- Directed by: Celina Stang
- Written by: Celina Stang
- Produced by: Fran Dobbie Kristen Hodges Stavros Kazantzidis Celina Stang
- Starring: Emilie Cocquerel Fayssal Bazzi Willow Speers Damion Hunter Anne-Louise Lambert
- Cinematography: Radek Ladczuk
- Edited by: Mark Warner
- Release date: 2022;
- Running time: 105 minutes
- Country: Australia
- Language: English

= Mother Mountain (film) =

Mother Mountain is a 2022 Australian film written and directed by Celina Stang.

==Plot==
Selene and Dean move their family to the base of a sacred mountain looking for a new life.

==Cast==
- Anne-Louise Lambert as Linda
- Emilie Cocquerel as Selene
- Fayssal Bazzi as Dean
- Pip Miller as Leonard Schwartz
- Willow Speers as Shani
- Dean Kyrwood as Andrew
- Lily Stewart as Matilda
- Damion Hunter as Jonah
- Jarrah Finnerman as Ren
- Steve Kilbey as Stevie
- Jaymie Knight as Cain
- Angeline Penrith as Mary

==Reception==
Writing in the Weekend Australian, David Stratton gave it 3 1/2 stars saying "Tapping into two deeply-held faiths, Jewish and Aboriginal, two races that have suffered appallingly at the hands of Aryans, the film is steeped in cross-cultural themes.

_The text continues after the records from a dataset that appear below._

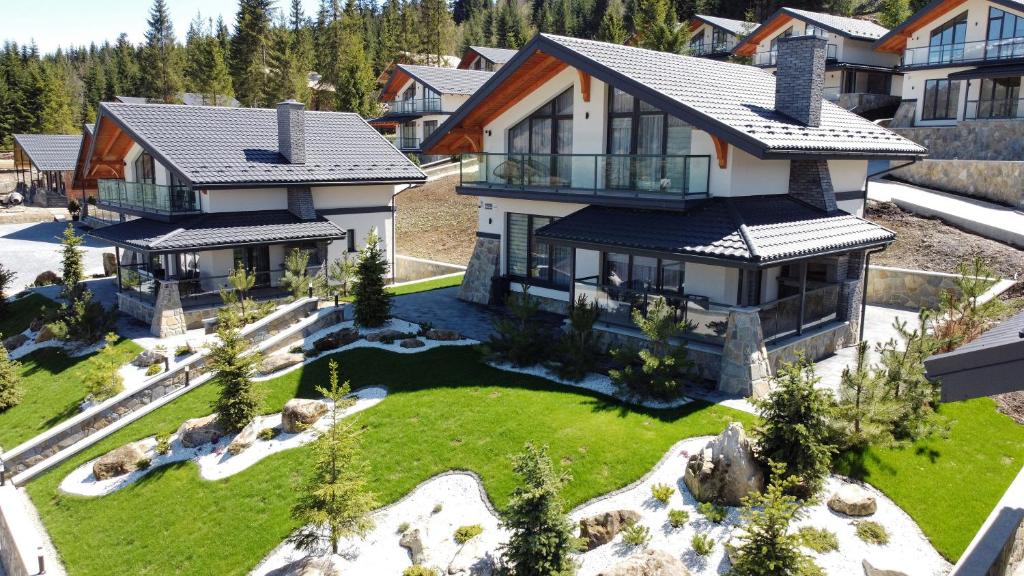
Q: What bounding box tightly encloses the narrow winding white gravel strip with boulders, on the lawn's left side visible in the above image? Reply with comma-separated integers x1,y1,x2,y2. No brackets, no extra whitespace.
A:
60,386,387,496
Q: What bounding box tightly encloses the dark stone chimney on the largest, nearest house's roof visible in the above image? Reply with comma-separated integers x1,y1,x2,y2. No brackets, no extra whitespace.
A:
775,36,828,128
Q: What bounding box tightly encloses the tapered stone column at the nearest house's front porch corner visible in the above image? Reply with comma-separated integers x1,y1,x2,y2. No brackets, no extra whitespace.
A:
718,307,771,398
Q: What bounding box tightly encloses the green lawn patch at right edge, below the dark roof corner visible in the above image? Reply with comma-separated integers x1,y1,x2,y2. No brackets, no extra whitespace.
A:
838,398,1024,562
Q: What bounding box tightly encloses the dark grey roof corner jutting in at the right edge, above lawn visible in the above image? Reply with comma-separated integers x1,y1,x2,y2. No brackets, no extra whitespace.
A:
925,313,1024,402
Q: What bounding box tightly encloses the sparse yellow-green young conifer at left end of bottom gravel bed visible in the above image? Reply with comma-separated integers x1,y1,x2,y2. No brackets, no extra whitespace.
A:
289,360,377,553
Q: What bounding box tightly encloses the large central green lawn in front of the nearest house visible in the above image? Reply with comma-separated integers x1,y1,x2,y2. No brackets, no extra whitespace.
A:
28,347,751,575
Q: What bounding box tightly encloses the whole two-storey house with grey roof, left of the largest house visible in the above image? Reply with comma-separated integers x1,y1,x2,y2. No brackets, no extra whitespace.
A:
85,100,425,336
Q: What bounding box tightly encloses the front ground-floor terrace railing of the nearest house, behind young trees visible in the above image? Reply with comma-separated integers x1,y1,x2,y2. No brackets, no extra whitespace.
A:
575,276,734,344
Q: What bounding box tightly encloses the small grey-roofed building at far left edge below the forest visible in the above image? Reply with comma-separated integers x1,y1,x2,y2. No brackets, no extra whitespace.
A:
14,134,82,207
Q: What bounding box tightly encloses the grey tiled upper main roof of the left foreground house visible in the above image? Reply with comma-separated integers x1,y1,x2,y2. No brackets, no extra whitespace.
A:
90,102,426,188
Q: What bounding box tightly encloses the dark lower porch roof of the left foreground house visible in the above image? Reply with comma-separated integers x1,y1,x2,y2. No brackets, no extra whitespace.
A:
89,210,345,252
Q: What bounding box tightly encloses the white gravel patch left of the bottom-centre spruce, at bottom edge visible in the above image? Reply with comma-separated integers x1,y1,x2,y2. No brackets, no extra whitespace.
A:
251,472,508,576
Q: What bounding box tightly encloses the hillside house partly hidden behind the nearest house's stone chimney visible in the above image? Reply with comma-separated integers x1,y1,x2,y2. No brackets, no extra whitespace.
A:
733,8,902,119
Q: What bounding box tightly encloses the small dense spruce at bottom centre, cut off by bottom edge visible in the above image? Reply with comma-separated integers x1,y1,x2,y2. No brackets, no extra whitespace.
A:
502,444,575,576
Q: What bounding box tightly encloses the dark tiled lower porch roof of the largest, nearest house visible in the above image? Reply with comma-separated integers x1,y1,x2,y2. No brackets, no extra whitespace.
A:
537,195,896,266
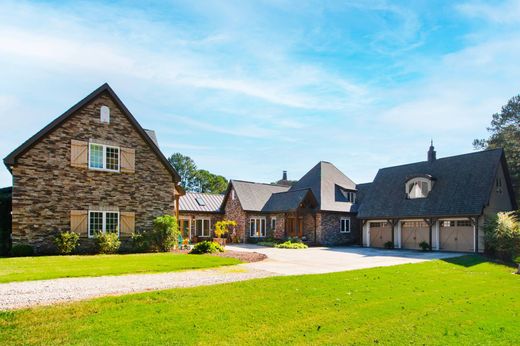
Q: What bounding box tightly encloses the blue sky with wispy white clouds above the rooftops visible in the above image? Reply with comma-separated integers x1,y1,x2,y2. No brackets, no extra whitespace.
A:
0,0,520,186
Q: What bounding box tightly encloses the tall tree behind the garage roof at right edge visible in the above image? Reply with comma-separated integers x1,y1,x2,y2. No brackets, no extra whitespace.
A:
473,95,520,203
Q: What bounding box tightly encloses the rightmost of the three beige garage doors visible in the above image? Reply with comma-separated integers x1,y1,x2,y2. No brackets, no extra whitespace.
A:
439,220,474,252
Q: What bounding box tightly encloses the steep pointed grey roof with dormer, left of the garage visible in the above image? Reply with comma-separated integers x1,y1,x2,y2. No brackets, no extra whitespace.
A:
291,161,356,212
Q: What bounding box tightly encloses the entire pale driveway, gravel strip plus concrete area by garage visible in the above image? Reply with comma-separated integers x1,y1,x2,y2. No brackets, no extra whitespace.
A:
0,245,461,310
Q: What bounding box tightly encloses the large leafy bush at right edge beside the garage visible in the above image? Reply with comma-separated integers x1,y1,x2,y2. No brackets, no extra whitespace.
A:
484,212,520,262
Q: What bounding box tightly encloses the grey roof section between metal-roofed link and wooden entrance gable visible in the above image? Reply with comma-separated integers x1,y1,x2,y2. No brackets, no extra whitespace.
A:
230,180,289,211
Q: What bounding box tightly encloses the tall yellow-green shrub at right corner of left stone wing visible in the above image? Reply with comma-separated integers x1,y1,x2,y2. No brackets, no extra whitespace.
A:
147,215,180,252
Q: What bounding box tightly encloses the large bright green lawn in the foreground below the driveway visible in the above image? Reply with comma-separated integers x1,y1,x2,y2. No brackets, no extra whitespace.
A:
0,256,520,345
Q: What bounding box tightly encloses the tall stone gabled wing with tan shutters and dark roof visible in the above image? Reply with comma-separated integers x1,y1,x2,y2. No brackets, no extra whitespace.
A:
4,84,182,253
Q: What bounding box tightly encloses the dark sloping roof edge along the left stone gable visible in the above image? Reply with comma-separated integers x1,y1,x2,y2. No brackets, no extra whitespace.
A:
4,83,181,182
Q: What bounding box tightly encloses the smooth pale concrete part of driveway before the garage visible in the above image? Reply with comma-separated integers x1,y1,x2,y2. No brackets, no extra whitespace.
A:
226,244,464,275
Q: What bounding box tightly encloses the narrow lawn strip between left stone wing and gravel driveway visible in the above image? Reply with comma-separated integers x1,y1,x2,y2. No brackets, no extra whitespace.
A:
0,253,240,283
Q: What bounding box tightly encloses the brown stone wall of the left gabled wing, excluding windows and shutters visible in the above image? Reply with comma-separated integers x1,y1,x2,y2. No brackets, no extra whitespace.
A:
12,92,175,253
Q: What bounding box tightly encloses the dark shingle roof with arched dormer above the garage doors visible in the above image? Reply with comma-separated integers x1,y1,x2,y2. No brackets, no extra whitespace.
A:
358,149,516,219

Handsomely photographed by Radek Ladczuk and confidently acted by the entire cast, this is a fresh and distinctive local production."

Jim Schembri gave it 3 stars calling it "A well-directed, intimate domestic drama, dramatically solid with a raft of good turns and a lovely location shoot".

Paul Malone reviewed it for AustralianCATHOLICS, concluding that it was "Striking to look at, emotionally involving, and challenging."